The voice Herizen is best known for, though, is the soul-filling gospel force of Mylene Cruz, the daughter of a Pentecostal minister with limitless reserves of ambition and lurex dresses but a fiercely protective family. Set in the graffiti-covered 70s South Bronx, The Get Down is a glittering spectacle of a show, but Mylene’s voice cuts through the dazzle like the smooth opening coo of Donna Summer’s “I Feel Love” on a dance floor.
Herizen grew up performing. Her first stage memory is of singing with her father, the Cuban reggae musician Juan Carlos, at five years old. “Another big memory is being in Canada at the Reggae Festival,” she continues. “I was nine and singing in front of four thousand people with my dad. That was one of the most nerve-racking but exhilarating experiences of my life. I realized I really love to be on stage.”
Starting young helped prepare her for her first acting gig, on The Get Down, which she landed thanks to a full-throttle rendition of Alicia Keys’s “Fallin’.” “I think I got rid of my stage fright at a really early age,” she says, “Now, I mostly get excited-nervous, not scared-nervous. Filming The Get Down was definitely a challenge, but it was worth it. I learned a lot. I learned how hard acting can get.”
To prepare his cast for the show, Luhrmann set up what he called “The Dojo,” an apartment in Glendale, Queens that served as a portal to late-70s New York. “It was decorated with 70s furniture, turntables, and mirrors,” Herizen explains. “There was a dance section, surrounded by mirrors, a dialect room, a DJ section. It was a place where you’d go and get into the 70s and practice.” Luhrmann excels at creating irresistibly immersive cinematic worlds and The Get Down is one of them.
But Herizen says she wasn’t influenced by the hits of the show’s time period. She has always made her own music and later this year, likely this summer, she will release an album she’s been working on since long before filming began. “I’ll have to wait for other people to give it a genre,” she says, when I ask her to describe her sound. “Right now, I guess it’s alternative, electronic, and… sultry,” she says, landing finally on the right word.

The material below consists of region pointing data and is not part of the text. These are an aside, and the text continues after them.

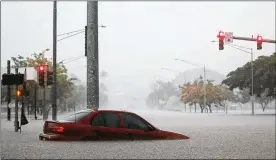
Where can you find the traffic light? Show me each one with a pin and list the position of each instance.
(259, 42)
(85, 42)
(49, 78)
(221, 40)
(41, 74)
(19, 93)
(12, 79)
(221, 45)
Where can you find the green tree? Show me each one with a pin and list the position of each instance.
(264, 76)
(193, 94)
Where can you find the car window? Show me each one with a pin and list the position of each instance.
(133, 122)
(106, 120)
(76, 116)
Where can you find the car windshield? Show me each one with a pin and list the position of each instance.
(76, 116)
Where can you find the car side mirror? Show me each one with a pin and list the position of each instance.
(150, 128)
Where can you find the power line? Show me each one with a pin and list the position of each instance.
(70, 32)
(73, 60)
(70, 36)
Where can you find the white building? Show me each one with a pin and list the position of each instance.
(31, 72)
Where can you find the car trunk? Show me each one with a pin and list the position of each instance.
(53, 127)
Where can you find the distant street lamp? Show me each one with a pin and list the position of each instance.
(252, 71)
(204, 74)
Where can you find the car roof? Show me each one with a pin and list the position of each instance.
(113, 110)
(102, 110)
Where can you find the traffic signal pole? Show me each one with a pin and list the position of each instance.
(16, 122)
(54, 88)
(92, 55)
(254, 39)
(8, 92)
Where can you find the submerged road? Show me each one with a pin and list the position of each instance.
(211, 136)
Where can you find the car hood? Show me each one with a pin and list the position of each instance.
(172, 135)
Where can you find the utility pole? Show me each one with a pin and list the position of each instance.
(8, 92)
(252, 82)
(185, 84)
(35, 96)
(44, 102)
(92, 55)
(16, 122)
(54, 89)
(204, 87)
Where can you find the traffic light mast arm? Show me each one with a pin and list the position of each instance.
(254, 39)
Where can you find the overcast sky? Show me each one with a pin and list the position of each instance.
(141, 37)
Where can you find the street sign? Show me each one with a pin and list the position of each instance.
(228, 37)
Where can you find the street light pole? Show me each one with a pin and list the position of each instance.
(204, 88)
(252, 82)
(54, 89)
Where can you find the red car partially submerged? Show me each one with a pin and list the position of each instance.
(104, 125)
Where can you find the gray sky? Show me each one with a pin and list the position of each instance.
(141, 37)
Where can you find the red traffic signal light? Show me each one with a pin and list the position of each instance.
(221, 45)
(221, 37)
(19, 93)
(42, 68)
(259, 42)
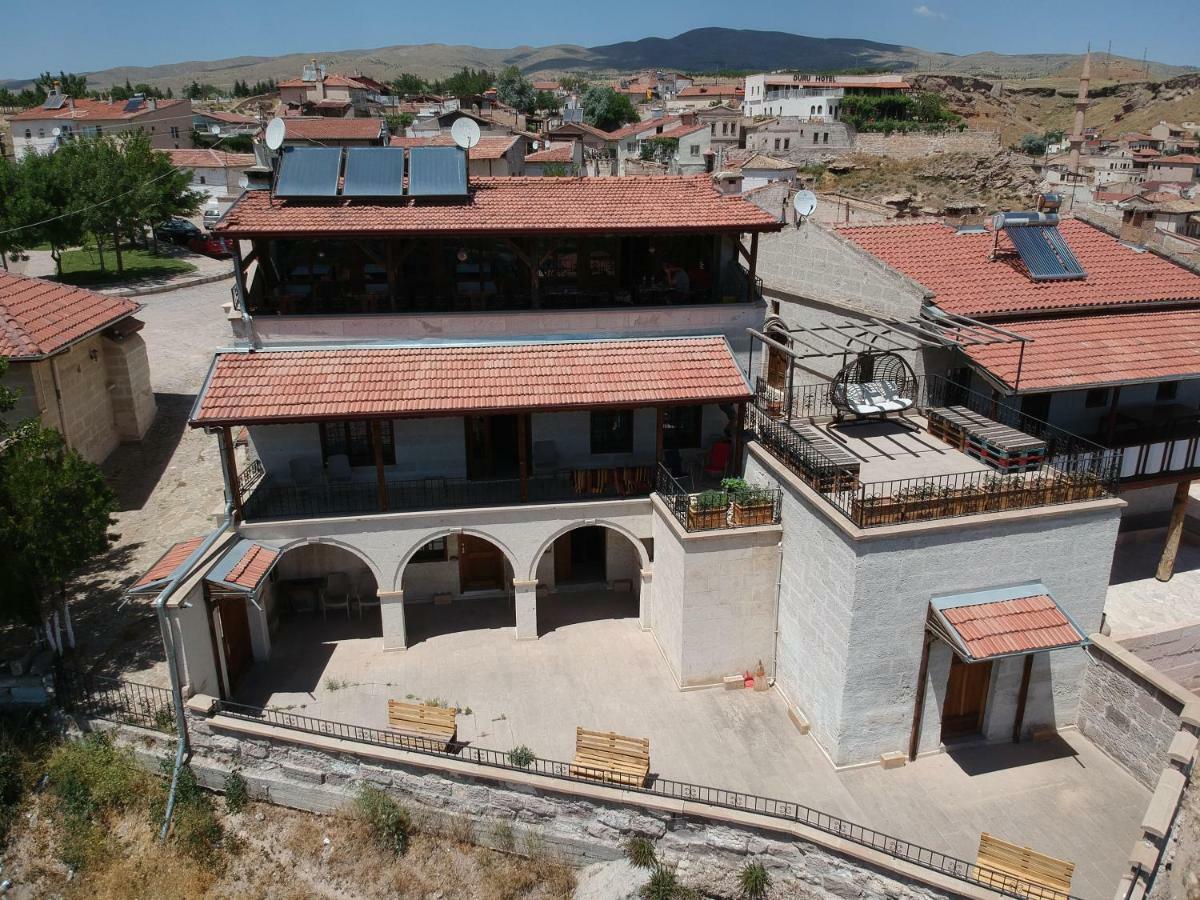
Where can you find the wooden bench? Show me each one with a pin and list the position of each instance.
(609, 756)
(418, 720)
(1000, 863)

If the sounds of The Get Down were inspired by Donna Summer and Earth, Wind & Fire, Grandmaster Flash and Afrika Bambaataa, Herizen’s music borrows from what she calls her “classics.” “Led Zeppelin, The Who, doo-wop, and reggae,” she reels off, “That’s the music that’s familiar to me. Until recently, I had been listening to a lot of new music, but I needed a refresh. It’s like when you smell too many perfumes and you have to smell coffee beans. Old music is my coffee beans.”
The Beatles are a touchstone, too. She identifies most strongly with George but has a soft spot for Ringo. “Ringo is super low-key. How cool is it that the drummer would just come out with a single too? It was like, ‘Oh, Ringo’s on it too? Ringo can sing?’ They’re real musicians. There’s also a “Lucy in the Sky with Diamonds” vibe to my music,” she continues, “I like creating a magical realm.” Herizen grew up (first in Miami and later in L.A.) listening to Indian chants and, like the White Album Beatles, many of her melodies stem from those compositions.

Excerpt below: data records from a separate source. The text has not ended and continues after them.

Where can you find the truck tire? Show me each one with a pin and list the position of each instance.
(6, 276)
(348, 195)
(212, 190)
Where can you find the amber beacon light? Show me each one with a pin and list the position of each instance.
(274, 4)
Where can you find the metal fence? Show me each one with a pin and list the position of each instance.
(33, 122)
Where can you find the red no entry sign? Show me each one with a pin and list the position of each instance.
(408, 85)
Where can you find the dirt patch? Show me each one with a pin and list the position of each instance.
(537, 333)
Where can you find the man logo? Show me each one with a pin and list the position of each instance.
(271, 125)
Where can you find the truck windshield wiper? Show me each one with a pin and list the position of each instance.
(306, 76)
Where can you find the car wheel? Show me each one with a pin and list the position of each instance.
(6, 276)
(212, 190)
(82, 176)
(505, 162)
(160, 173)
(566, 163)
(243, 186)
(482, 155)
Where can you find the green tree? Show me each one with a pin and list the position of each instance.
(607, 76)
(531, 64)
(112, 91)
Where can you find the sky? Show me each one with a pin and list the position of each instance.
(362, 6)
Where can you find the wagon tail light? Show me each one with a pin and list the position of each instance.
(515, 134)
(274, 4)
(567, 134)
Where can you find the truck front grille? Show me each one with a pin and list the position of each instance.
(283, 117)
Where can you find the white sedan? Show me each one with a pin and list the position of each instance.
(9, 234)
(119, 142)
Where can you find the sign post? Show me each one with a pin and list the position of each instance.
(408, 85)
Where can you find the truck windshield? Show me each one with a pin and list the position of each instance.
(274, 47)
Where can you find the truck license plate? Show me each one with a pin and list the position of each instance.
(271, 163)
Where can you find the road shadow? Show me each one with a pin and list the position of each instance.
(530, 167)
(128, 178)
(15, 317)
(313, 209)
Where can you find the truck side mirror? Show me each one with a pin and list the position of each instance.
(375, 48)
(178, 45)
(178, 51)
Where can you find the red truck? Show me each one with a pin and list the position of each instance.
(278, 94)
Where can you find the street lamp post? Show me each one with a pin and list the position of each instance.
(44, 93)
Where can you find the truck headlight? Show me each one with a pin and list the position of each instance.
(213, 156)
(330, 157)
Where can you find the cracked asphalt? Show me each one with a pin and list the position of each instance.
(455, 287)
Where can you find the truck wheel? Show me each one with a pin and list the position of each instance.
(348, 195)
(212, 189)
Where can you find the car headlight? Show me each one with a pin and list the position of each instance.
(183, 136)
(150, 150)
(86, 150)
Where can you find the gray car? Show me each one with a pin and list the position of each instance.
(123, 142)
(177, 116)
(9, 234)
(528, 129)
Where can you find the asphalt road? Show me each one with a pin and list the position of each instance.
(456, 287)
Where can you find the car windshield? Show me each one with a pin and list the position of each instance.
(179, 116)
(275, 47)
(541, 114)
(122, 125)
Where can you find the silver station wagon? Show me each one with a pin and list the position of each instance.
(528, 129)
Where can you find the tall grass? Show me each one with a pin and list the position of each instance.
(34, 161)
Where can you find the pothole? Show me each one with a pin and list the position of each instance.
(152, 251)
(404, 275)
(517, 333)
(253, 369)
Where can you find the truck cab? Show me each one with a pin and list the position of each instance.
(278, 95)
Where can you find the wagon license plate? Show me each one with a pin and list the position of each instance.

Herizen’s mother, Venice Pink, is a yoga instructor and nutritionist (Herizen is a lifelong vegetarian) and recently moved her family to Oregon. Two days after we meet, Herizen will fly back west and is excited to hike. “We’re in the suburbs of Eugene. My backyard is a forest. There are deer! I can just get up and go on nature walks or drive to the coast,” she says, “It’s beautiful. I feel free there.”
While Mylene Cruz enjoys bedazzled metallic disco shoes, lamé, and blowouts, Herizen is most comfortable in a band t-shirt and jeans, ideally lost somewhere in the wilderness of the Pacific Northwest (she is also a Twilight fan). Being stuck in New York traffic is not her natural environment.

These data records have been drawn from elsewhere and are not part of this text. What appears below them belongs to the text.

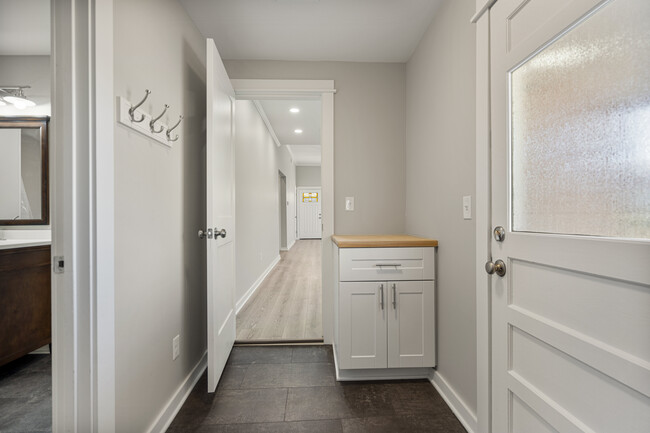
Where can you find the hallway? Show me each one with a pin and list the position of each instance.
(293, 389)
(287, 305)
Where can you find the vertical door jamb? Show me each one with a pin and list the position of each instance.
(483, 216)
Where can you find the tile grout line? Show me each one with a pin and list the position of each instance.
(286, 402)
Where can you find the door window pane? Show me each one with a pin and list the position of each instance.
(580, 119)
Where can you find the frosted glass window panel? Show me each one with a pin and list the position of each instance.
(580, 119)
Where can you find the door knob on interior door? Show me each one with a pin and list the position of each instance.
(498, 267)
(204, 234)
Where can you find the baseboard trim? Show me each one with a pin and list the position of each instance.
(244, 299)
(464, 414)
(167, 415)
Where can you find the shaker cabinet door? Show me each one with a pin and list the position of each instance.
(362, 325)
(411, 321)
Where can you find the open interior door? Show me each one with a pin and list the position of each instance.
(220, 205)
(571, 201)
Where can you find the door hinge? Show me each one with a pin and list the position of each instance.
(58, 264)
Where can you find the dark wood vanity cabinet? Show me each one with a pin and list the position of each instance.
(25, 301)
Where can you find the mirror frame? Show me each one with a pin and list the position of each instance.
(33, 122)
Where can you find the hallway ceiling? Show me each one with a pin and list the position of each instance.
(338, 30)
(285, 123)
(304, 147)
(24, 27)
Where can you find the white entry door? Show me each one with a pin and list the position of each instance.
(309, 213)
(220, 177)
(571, 188)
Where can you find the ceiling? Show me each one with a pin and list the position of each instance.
(304, 147)
(339, 30)
(24, 27)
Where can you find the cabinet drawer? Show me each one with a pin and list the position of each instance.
(386, 264)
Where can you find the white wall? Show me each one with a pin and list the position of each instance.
(369, 128)
(160, 272)
(308, 175)
(31, 71)
(440, 169)
(258, 161)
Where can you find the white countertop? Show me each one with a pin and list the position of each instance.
(24, 238)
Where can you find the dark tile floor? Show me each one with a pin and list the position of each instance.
(26, 395)
(294, 389)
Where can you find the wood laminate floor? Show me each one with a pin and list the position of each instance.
(287, 305)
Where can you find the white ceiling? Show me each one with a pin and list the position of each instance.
(305, 155)
(24, 27)
(340, 30)
(284, 122)
(305, 147)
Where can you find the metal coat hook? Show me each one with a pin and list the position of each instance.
(180, 119)
(135, 107)
(153, 121)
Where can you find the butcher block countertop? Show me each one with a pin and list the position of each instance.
(382, 241)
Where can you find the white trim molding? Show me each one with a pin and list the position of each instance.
(82, 178)
(483, 223)
(253, 288)
(174, 405)
(267, 122)
(487, 4)
(281, 89)
(462, 411)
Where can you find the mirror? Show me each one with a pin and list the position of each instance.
(24, 192)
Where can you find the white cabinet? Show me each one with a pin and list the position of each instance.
(386, 308)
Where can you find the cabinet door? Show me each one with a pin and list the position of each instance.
(411, 321)
(362, 325)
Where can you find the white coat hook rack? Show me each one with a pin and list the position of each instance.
(169, 131)
(134, 117)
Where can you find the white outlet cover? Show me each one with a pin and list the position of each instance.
(349, 203)
(176, 347)
(467, 207)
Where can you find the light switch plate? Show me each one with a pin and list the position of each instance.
(467, 207)
(176, 347)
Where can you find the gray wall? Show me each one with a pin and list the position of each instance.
(159, 206)
(258, 161)
(440, 167)
(307, 176)
(369, 128)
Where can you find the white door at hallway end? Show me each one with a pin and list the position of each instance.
(309, 213)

But she does have an appreciation for glamor — for the side-slit magenta skirt Mylene wears in the show’s final episode, for example, and the stylings of another of her musical heroes, salsa legend Celia Cruz. As our car finally start moving again, she exclaims with delight about a glittery tchotchke dangling from the mirror of a neighboring cab: “Look, a penguin made of sparkle bubbles!”
‘The Get Down’ Part Two is available to stream now, through Netflix.